Now Supervisor Hartmann is concerned that “the mandates don’t consider our local challenges such as water supply, high cost of land or, in Santa Barbara County, areas bordered by ocean, mountains and national forest — resulting in very limited buildable land.”

What’s ironic with her complaint is that it was Sacramento politicians from her own political party that created these mandates.

In the current allocation, the city of Goleta has been singled out to have two-thirds of the 4,500 units mandated by the state for Santa Barbara County in the unincorporated area surrounding their city.

And, Noozhawk reported that “In contrast, none of the county’s proposed rezones for housing are in Montecito or Hope Ranch.”

Why were the rich and famous political donors living on large estates that could easily accommodate more housing given immunity from the mandate?

To be fair, Supervisor Hartmann is consistent in her goal to protect prime agricultural land from development; she recently voted against allowing Lompoc to annex properties on the west side of the city known as the Bailey Avenue Development. And the Local Area Formation Commission (LAFCO), which approves annexations, has had a longstanding policy to protect farmland from development.

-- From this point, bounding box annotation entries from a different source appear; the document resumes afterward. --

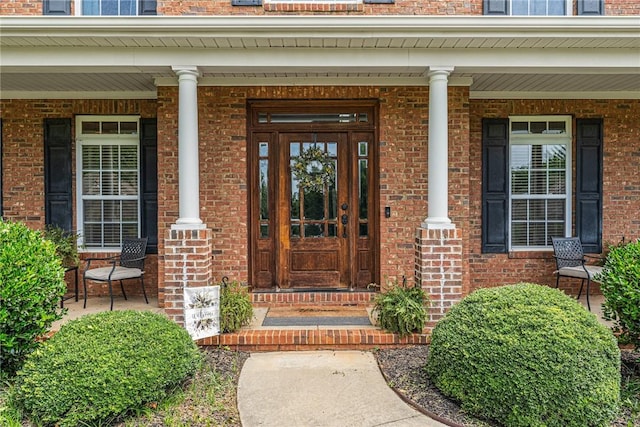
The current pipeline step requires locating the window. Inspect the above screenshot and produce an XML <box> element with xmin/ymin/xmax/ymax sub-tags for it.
<box><xmin>509</xmin><ymin>116</ymin><xmax>571</xmax><ymax>250</ymax></box>
<box><xmin>482</xmin><ymin>116</ymin><xmax>604</xmax><ymax>253</ymax></box>
<box><xmin>75</xmin><ymin>0</ymin><xmax>156</xmax><ymax>16</ymax></box>
<box><xmin>484</xmin><ymin>0</ymin><xmax>568</xmax><ymax>16</ymax></box>
<box><xmin>76</xmin><ymin>116</ymin><xmax>141</xmax><ymax>249</ymax></box>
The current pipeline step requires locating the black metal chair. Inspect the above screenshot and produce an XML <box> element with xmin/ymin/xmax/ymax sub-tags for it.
<box><xmin>551</xmin><ymin>237</ymin><xmax>602</xmax><ymax>311</ymax></box>
<box><xmin>82</xmin><ymin>237</ymin><xmax>149</xmax><ymax>310</ymax></box>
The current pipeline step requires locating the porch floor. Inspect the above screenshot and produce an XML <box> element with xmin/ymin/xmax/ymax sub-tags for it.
<box><xmin>52</xmin><ymin>295</ymin><xmax>610</xmax><ymax>351</ymax></box>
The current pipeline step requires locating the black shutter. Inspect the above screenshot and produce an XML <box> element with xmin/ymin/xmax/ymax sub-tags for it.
<box><xmin>576</xmin><ymin>119</ymin><xmax>603</xmax><ymax>253</ymax></box>
<box><xmin>578</xmin><ymin>0</ymin><xmax>604</xmax><ymax>15</ymax></box>
<box><xmin>42</xmin><ymin>0</ymin><xmax>71</xmax><ymax>15</ymax></box>
<box><xmin>140</xmin><ymin>119</ymin><xmax>158</xmax><ymax>254</ymax></box>
<box><xmin>138</xmin><ymin>0</ymin><xmax>158</xmax><ymax>15</ymax></box>
<box><xmin>44</xmin><ymin>119</ymin><xmax>73</xmax><ymax>231</ymax></box>
<box><xmin>231</xmin><ymin>0</ymin><xmax>262</xmax><ymax>6</ymax></box>
<box><xmin>482</xmin><ymin>119</ymin><xmax>509</xmax><ymax>253</ymax></box>
<box><xmin>483</xmin><ymin>0</ymin><xmax>509</xmax><ymax>15</ymax></box>
<box><xmin>0</xmin><ymin>119</ymin><xmax>4</xmax><ymax>219</ymax></box>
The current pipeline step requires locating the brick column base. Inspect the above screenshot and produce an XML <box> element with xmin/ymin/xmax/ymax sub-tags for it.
<box><xmin>415</xmin><ymin>225</ymin><xmax>462</xmax><ymax>329</ymax></box>
<box><xmin>164</xmin><ymin>228</ymin><xmax>212</xmax><ymax>326</ymax></box>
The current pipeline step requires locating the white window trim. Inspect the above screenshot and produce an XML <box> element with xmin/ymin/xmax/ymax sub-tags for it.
<box><xmin>507</xmin><ymin>115</ymin><xmax>573</xmax><ymax>252</ymax></box>
<box><xmin>509</xmin><ymin>0</ymin><xmax>573</xmax><ymax>16</ymax></box>
<box><xmin>73</xmin><ymin>0</ymin><xmax>140</xmax><ymax>16</ymax></box>
<box><xmin>76</xmin><ymin>115</ymin><xmax>142</xmax><ymax>253</ymax></box>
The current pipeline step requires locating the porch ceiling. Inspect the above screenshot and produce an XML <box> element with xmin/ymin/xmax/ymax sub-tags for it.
<box><xmin>0</xmin><ymin>16</ymin><xmax>640</xmax><ymax>99</ymax></box>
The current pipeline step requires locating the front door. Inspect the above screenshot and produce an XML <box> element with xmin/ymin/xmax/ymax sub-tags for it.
<box><xmin>249</xmin><ymin>102</ymin><xmax>378</xmax><ymax>289</ymax></box>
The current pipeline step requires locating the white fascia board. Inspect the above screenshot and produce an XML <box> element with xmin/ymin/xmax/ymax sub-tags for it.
<box><xmin>469</xmin><ymin>90</ymin><xmax>640</xmax><ymax>99</ymax></box>
<box><xmin>0</xmin><ymin>15</ymin><xmax>640</xmax><ymax>38</ymax></box>
<box><xmin>154</xmin><ymin>76</ymin><xmax>473</xmax><ymax>87</ymax></box>
<box><xmin>0</xmin><ymin>90</ymin><xmax>158</xmax><ymax>99</ymax></box>
<box><xmin>0</xmin><ymin>47</ymin><xmax>640</xmax><ymax>74</ymax></box>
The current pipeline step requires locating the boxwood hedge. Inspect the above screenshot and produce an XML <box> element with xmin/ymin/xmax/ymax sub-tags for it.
<box><xmin>426</xmin><ymin>284</ymin><xmax>620</xmax><ymax>427</ymax></box>
<box><xmin>12</xmin><ymin>311</ymin><xmax>200</xmax><ymax>427</ymax></box>
<box><xmin>0</xmin><ymin>220</ymin><xmax>67</xmax><ymax>378</ymax></box>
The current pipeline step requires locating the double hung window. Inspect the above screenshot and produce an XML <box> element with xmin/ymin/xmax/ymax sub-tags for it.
<box><xmin>509</xmin><ymin>116</ymin><xmax>571</xmax><ymax>250</ymax></box>
<box><xmin>76</xmin><ymin>116</ymin><xmax>140</xmax><ymax>249</ymax></box>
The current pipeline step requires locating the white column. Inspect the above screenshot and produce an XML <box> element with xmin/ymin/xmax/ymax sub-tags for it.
<box><xmin>172</xmin><ymin>67</ymin><xmax>204</xmax><ymax>228</ymax></box>
<box><xmin>423</xmin><ymin>67</ymin><xmax>454</xmax><ymax>228</ymax></box>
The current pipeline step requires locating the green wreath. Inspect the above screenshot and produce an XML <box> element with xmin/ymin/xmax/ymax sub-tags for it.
<box><xmin>292</xmin><ymin>145</ymin><xmax>336</xmax><ymax>193</ymax></box>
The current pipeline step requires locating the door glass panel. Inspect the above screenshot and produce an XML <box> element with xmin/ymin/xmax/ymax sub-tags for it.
<box><xmin>259</xmin><ymin>160</ymin><xmax>269</xmax><ymax>220</ymax></box>
<box><xmin>304</xmin><ymin>223</ymin><xmax>324</xmax><ymax>237</ymax></box>
<box><xmin>303</xmin><ymin>190</ymin><xmax>324</xmax><ymax>219</ymax></box>
<box><xmin>358</xmin><ymin>159</ymin><xmax>369</xmax><ymax>219</ymax></box>
<box><xmin>358</xmin><ymin>141</ymin><xmax>369</xmax><ymax>157</ymax></box>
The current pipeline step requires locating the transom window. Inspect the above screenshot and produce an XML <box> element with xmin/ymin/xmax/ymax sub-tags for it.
<box><xmin>509</xmin><ymin>116</ymin><xmax>571</xmax><ymax>250</ymax></box>
<box><xmin>76</xmin><ymin>0</ymin><xmax>138</xmax><ymax>16</ymax></box>
<box><xmin>507</xmin><ymin>0</ymin><xmax>572</xmax><ymax>16</ymax></box>
<box><xmin>76</xmin><ymin>116</ymin><xmax>140</xmax><ymax>249</ymax></box>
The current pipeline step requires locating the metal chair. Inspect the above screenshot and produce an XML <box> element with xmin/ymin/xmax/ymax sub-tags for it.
<box><xmin>82</xmin><ymin>237</ymin><xmax>149</xmax><ymax>310</ymax></box>
<box><xmin>551</xmin><ymin>237</ymin><xmax>602</xmax><ymax>311</ymax></box>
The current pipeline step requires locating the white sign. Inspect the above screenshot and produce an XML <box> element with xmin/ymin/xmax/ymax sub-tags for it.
<box><xmin>184</xmin><ymin>286</ymin><xmax>220</xmax><ymax>340</ymax></box>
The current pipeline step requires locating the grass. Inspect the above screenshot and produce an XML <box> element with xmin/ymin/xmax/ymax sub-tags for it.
<box><xmin>0</xmin><ymin>348</ymin><xmax>247</xmax><ymax>427</ymax></box>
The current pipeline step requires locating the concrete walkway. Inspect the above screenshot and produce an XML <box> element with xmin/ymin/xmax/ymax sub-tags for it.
<box><xmin>238</xmin><ymin>351</ymin><xmax>444</xmax><ymax>427</ymax></box>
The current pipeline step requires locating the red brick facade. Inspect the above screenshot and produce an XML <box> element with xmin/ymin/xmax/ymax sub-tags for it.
<box><xmin>0</xmin><ymin>94</ymin><xmax>640</xmax><ymax>296</ymax></box>
<box><xmin>0</xmin><ymin>0</ymin><xmax>640</xmax><ymax>16</ymax></box>
<box><xmin>0</xmin><ymin>0</ymin><xmax>640</xmax><ymax>321</ymax></box>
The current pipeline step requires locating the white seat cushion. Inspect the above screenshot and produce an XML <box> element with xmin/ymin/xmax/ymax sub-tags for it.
<box><xmin>84</xmin><ymin>266</ymin><xmax>142</xmax><ymax>281</ymax></box>
<box><xmin>558</xmin><ymin>265</ymin><xmax>602</xmax><ymax>280</ymax></box>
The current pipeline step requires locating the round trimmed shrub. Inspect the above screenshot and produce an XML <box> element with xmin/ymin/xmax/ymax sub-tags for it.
<box><xmin>12</xmin><ymin>310</ymin><xmax>201</xmax><ymax>427</ymax></box>
<box><xmin>426</xmin><ymin>283</ymin><xmax>620</xmax><ymax>427</ymax></box>
<box><xmin>596</xmin><ymin>240</ymin><xmax>640</xmax><ymax>350</ymax></box>
<box><xmin>0</xmin><ymin>220</ymin><xmax>67</xmax><ymax>377</ymax></box>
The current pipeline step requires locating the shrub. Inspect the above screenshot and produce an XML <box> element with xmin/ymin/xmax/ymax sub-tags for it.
<box><xmin>220</xmin><ymin>280</ymin><xmax>253</xmax><ymax>333</ymax></box>
<box><xmin>12</xmin><ymin>311</ymin><xmax>200</xmax><ymax>427</ymax></box>
<box><xmin>596</xmin><ymin>241</ymin><xmax>640</xmax><ymax>349</ymax></box>
<box><xmin>426</xmin><ymin>283</ymin><xmax>620</xmax><ymax>427</ymax></box>
<box><xmin>0</xmin><ymin>220</ymin><xmax>67</xmax><ymax>377</ymax></box>
<box><xmin>373</xmin><ymin>283</ymin><xmax>428</xmax><ymax>336</ymax></box>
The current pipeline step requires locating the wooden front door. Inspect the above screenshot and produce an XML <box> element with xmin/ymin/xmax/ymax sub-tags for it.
<box><xmin>249</xmin><ymin>102</ymin><xmax>378</xmax><ymax>289</ymax></box>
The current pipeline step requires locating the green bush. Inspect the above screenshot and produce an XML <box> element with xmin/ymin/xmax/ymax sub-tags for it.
<box><xmin>426</xmin><ymin>283</ymin><xmax>620</xmax><ymax>427</ymax></box>
<box><xmin>220</xmin><ymin>280</ymin><xmax>253</xmax><ymax>333</ymax></box>
<box><xmin>12</xmin><ymin>311</ymin><xmax>200</xmax><ymax>427</ymax></box>
<box><xmin>373</xmin><ymin>283</ymin><xmax>428</xmax><ymax>336</ymax></box>
<box><xmin>596</xmin><ymin>241</ymin><xmax>640</xmax><ymax>349</ymax></box>
<box><xmin>0</xmin><ymin>220</ymin><xmax>67</xmax><ymax>378</ymax></box>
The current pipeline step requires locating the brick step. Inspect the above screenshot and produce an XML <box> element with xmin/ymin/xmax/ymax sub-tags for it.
<box><xmin>198</xmin><ymin>291</ymin><xmax>429</xmax><ymax>351</ymax></box>
<box><xmin>251</xmin><ymin>291</ymin><xmax>377</xmax><ymax>307</ymax></box>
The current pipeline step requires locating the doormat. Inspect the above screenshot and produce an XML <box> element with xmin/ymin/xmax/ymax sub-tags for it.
<box><xmin>262</xmin><ymin>306</ymin><xmax>371</xmax><ymax>326</ymax></box>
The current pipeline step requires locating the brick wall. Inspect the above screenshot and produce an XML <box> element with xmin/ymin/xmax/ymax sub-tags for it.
<box><xmin>158</xmin><ymin>87</ymin><xmax>444</xmax><ymax>292</ymax></box>
<box><xmin>7</xmin><ymin>0</ymin><xmax>640</xmax><ymax>16</ymax></box>
<box><xmin>469</xmin><ymin>100</ymin><xmax>640</xmax><ymax>291</ymax></box>
<box><xmin>0</xmin><ymin>94</ymin><xmax>640</xmax><ymax>299</ymax></box>
<box><xmin>0</xmin><ymin>100</ymin><xmax>157</xmax><ymax>295</ymax></box>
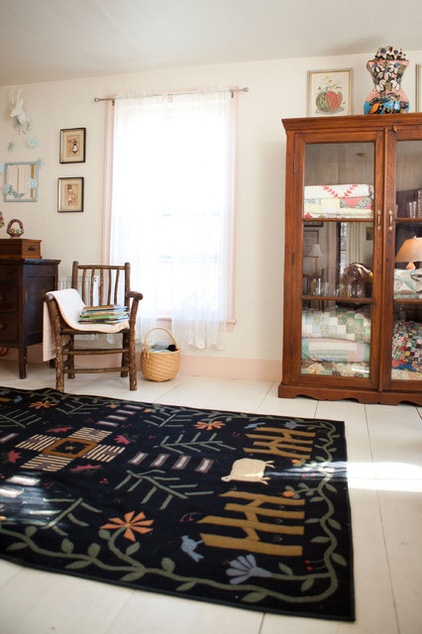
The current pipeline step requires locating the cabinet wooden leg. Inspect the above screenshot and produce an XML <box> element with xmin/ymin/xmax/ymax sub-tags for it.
<box><xmin>19</xmin><ymin>346</ymin><xmax>27</xmax><ymax>379</ymax></box>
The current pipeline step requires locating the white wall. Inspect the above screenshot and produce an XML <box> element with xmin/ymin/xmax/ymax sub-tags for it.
<box><xmin>0</xmin><ymin>50</ymin><xmax>422</xmax><ymax>378</ymax></box>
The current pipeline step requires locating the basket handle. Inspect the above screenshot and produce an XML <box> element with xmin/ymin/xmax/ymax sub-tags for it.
<box><xmin>144</xmin><ymin>327</ymin><xmax>177</xmax><ymax>350</ymax></box>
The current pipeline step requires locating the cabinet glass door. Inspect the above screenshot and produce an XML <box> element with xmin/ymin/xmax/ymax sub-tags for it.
<box><xmin>300</xmin><ymin>142</ymin><xmax>375</xmax><ymax>380</ymax></box>
<box><xmin>391</xmin><ymin>139</ymin><xmax>422</xmax><ymax>380</ymax></box>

But if this had been the policy several decades ago, there would have been no development in this county since virtually every building in the county sits on what was once farm or ranch land.

And again, to be fair ,the fantasy of affordable housing has passed the last two generations by long ago. As Hartmann points out, the high cost of land is one factor, but so is inflation caused by poorly thought out fiscal policies, green energy policies and increased (costly) requirements included in building codes.

Mandating a solution does not fix the systemic problems that have been created by the political class in Sacramento; their solutions have only made matters worse.

For example, the mandate to eliminate single-family housing zones (R-1 in Lompoc) and stipulating that additional livable space on a parcel can be added without requiring additional parking on-site has created serious parking problems on residential streets. 

While this doesn’t require developing more farmland, it certainly creates a greater need for utilities including water.

In a future follow-up commentary, I will discuss what the impacts caused by so much low-income housing in Lompoc have been on the ability of the city to provide basic services.